I need to work out information about the structure of branched alkanes using the IUPAC (International Union of Pure and Applied Chemistry) name in Excel. I have broken the problem into steps, and I have included examples for each step. Help with any of the steps would be greatly appreciated. I need to automate the method because I potentially have thousands of these names to process.
Step 1
I need work out the number of carbon atoms in the main chain. By convention, the name of the main chain appears last in the overall name. For example, the main chain in 2,2,3-trimethyloctane is octane. Could regular expressions be used to look for the name of main chain and then be used to look up the carbon atoms in the main chain? Further examples are provided in the table below.
Branched alkane name | Main chain | Carbon atoms in the main chain |
---|---|---|
2-methylpropane | Propane | 3 |
2-methylbutane | Butane | 4 |
3-ethylpentane | Pentane | 5 |
3-methylhexane | Hexane | 6 |
4-propulheptane | Heptane | 7 |
2-methyloctane | Octane | 8 |
3-ethylnonane | Nonane | 9 |
5-methyldecane | Decane | 10 |
6-butylundecane | Undecane | 11 |
3-ethyldodecane | Dodecane | 12 |
The custom UDF in Excel could be named MainChainRegex and =MainChainRegex(2,2,3-trimethyloctane) would return a value of 8.
Step 2
I also need work out the number of side-chain carbon atoms attached to each of the main chain carbon atoms. For example, 3-ethylpentane has two sidechain carbon atoms attached to the third carbon atom in the main chain, see image below. The “ethyl” term refers to a sidechain containing two carbon atoms. The “3-” in front of “ethyl” tells us that the sidechain is attached to carbon atom 3 in the main chain.
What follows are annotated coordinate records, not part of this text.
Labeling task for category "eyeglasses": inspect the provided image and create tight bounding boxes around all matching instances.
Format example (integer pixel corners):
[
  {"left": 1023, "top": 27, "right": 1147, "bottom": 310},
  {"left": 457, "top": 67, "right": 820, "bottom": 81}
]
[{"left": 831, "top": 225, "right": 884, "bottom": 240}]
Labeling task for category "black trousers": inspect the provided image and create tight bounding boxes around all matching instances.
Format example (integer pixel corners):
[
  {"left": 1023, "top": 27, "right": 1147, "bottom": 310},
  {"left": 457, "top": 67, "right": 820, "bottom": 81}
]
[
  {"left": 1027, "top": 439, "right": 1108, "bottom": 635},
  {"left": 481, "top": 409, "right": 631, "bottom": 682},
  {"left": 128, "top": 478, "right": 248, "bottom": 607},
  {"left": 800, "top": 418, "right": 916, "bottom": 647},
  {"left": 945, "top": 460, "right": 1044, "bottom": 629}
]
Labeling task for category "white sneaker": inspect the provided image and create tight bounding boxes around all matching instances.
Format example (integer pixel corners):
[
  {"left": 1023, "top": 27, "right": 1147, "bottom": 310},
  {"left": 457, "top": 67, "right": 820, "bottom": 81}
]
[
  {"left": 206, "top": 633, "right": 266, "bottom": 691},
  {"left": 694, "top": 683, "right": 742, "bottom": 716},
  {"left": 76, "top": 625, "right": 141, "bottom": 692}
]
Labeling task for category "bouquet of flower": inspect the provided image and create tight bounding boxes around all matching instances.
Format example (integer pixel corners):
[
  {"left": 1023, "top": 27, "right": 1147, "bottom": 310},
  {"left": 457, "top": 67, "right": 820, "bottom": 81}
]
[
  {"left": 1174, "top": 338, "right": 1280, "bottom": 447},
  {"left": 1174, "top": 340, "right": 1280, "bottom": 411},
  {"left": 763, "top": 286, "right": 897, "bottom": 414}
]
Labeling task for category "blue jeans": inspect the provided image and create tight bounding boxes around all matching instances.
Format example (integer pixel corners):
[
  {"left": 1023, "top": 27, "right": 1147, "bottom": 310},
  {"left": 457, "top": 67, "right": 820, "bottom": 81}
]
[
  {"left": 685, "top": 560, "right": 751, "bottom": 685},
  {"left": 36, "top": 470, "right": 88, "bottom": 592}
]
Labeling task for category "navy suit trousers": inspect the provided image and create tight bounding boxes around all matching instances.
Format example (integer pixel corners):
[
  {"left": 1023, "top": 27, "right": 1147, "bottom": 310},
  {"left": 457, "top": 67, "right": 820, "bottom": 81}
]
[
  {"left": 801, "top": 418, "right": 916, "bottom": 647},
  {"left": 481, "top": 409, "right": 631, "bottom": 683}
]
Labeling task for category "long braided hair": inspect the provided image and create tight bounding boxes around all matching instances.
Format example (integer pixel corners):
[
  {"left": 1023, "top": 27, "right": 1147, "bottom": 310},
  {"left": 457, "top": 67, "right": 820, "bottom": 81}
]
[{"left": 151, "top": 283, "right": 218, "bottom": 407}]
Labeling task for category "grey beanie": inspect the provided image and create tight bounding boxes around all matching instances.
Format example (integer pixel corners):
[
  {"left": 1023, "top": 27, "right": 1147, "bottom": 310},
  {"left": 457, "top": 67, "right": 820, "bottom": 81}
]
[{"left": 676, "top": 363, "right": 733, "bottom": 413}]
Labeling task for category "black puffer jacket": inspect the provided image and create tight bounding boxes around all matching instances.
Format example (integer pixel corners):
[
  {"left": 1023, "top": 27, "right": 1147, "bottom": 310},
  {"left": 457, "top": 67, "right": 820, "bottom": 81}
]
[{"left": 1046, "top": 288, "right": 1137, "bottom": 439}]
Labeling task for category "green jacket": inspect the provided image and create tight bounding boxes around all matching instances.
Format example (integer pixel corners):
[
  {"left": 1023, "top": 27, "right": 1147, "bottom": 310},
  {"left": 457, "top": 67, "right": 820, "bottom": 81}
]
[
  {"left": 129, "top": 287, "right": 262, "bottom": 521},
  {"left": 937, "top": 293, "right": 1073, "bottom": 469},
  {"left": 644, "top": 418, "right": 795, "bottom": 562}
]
The custom UDF in Excel could be named SideChainRegex and =SideChainRegex(3-ethylpentane) would return an array of 0, 0, 2, 0, 0 in five cells. The number of carbon atoms in the main chain could be used to size the array, and the first and last values in the array will always be zero.
Step 3
The problem becomes more complicated when there are multiple sidechains. For example, 2,2-dimethylbutane has two sidechains containing a combined total of two carbon atoms, see image below. The “methyl” term refers to a sidechain containing one carbon atom. The “di” refers to the fact that there are two of these sidechains and means that we will need to look for two numbers proceeding the “dimethyl” term. The “2,2-” in front of “dimethyl” tells us that both sidechains are attached to carbon atom 2 in the main chain. If the custom UDF in Excel is named SideChainRegex then =SideChainRegex(2,2-dimethylbutane) would need to return an array of 0, 2, 0, 0 in four cells – again the array is sized by the number of carbon atoms in the main chain.
Step 4
A further complication is when there is more than one type of side chain. For example, 5-ethyl-2,2-dimethylheptane has two different types of sidechains, see image below. If the custom UDF in Excel is named SideChainRegex then =SideChainRegex(5-ethyl-2,2-dimethylheptane) would need to return an array of 0, 2, 0, 0, 2, 0, 0 in seven cells to total up the number of side-chain carbon atoms attached to each of the main chain carbon atoms.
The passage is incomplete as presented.